Si vous veniez à mourir, que deviendrais-je ? Dans l’impatience de recevoir de vos nouvelles, mon cœur se briserait ; j’irais tout le long du rivage, d’une chaumière à l’autre : — Avez-vous entendu parler, mariniers, entendu parler de mon fiancé ? —

La jeune fille pleurait ; il essaya de la consoler : — Taisez-vous, taisez-vous, Aloïda, ne pleurez pas sur moi ; je vous rapporterai une ceinture d’au delà de la mer, une ceinture de noces de pourpre, étincelante de rubis. —

On eût vu le chevalier assis près du feu, sa bien-aimée sur ses genoux, la tête penchée, les deux bras passés autour de son cou, pleurant, en silence, dans l’attente du jour qui devait le séparer d’elle.

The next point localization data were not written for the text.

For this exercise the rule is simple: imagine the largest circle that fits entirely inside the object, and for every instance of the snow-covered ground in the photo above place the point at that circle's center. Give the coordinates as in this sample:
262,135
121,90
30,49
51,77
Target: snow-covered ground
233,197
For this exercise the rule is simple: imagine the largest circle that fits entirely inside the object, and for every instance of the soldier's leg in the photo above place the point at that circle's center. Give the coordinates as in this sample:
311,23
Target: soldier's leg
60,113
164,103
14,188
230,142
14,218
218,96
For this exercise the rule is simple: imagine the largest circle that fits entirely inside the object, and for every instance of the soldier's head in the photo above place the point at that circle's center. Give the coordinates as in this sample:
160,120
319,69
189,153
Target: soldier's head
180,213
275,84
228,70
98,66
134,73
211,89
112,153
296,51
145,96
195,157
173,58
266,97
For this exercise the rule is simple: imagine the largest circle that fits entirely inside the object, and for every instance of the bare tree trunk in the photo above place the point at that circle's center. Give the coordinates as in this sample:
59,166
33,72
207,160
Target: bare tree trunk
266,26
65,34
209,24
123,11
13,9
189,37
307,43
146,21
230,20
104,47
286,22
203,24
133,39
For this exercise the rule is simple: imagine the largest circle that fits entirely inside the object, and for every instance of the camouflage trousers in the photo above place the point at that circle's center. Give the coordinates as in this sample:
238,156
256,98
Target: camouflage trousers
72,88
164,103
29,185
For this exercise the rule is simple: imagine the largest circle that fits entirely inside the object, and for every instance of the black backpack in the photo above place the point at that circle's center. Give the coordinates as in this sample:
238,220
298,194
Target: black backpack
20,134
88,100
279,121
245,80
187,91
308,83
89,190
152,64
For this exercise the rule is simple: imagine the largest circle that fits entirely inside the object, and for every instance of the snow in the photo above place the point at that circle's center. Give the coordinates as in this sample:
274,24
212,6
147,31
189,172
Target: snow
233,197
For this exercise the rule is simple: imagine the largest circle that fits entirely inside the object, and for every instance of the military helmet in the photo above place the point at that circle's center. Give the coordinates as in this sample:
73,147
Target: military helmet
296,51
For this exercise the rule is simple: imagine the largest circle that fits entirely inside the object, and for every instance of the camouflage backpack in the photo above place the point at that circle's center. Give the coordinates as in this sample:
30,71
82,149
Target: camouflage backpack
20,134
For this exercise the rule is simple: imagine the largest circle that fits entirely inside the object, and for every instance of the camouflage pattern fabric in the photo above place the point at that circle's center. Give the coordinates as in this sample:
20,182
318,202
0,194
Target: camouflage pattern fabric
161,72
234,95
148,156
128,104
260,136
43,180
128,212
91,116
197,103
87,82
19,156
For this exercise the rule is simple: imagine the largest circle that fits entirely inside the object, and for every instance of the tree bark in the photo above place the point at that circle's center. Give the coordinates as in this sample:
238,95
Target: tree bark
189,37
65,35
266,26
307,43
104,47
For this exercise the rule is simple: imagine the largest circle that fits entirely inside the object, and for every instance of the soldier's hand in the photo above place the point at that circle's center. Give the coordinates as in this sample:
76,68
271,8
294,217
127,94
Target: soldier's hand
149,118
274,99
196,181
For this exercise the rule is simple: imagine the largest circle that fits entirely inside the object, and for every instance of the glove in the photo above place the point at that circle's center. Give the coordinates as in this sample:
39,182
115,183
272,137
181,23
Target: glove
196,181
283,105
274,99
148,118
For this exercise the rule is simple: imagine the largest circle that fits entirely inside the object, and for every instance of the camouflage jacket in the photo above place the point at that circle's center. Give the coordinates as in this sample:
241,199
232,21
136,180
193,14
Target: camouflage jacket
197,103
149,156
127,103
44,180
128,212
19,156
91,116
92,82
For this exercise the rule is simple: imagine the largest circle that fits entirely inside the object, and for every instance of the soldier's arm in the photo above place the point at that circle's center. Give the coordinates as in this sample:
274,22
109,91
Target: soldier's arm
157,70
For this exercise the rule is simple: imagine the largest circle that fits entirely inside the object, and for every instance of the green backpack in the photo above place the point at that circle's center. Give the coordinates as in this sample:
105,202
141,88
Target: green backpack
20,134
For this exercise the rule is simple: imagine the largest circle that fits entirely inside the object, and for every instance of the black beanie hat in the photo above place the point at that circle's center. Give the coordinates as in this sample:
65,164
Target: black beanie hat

Quand l’aurore vint à paraître, le chevalier lui dit : — Le coq chante, ma belle, voici le jour. — Impossible ! mon doux ami, impossible ; il nous trompe ; c’est la lune qui luit, qui luit sur la colline.

— Sauf votre grâce, j’aperçois le soleil à travers les fentes de la porte ; il est temps que je vous quitte, il est temps que j’aille m’embarquer. —

Et il s’éloigna ; et sur son passage les pies caquetaient : « Si la mer est traîtresse, les femmes le sont bien plus ! »


II.


À la Saint-Jean d’automne, la jeune fille disait : — J’ai vu au loin sur la mer, du haut des montagnes d’Arèz ; j’ai vu au loin sur la mer un navire en danger ; et debout sur l’arrière était celui qui m’aime.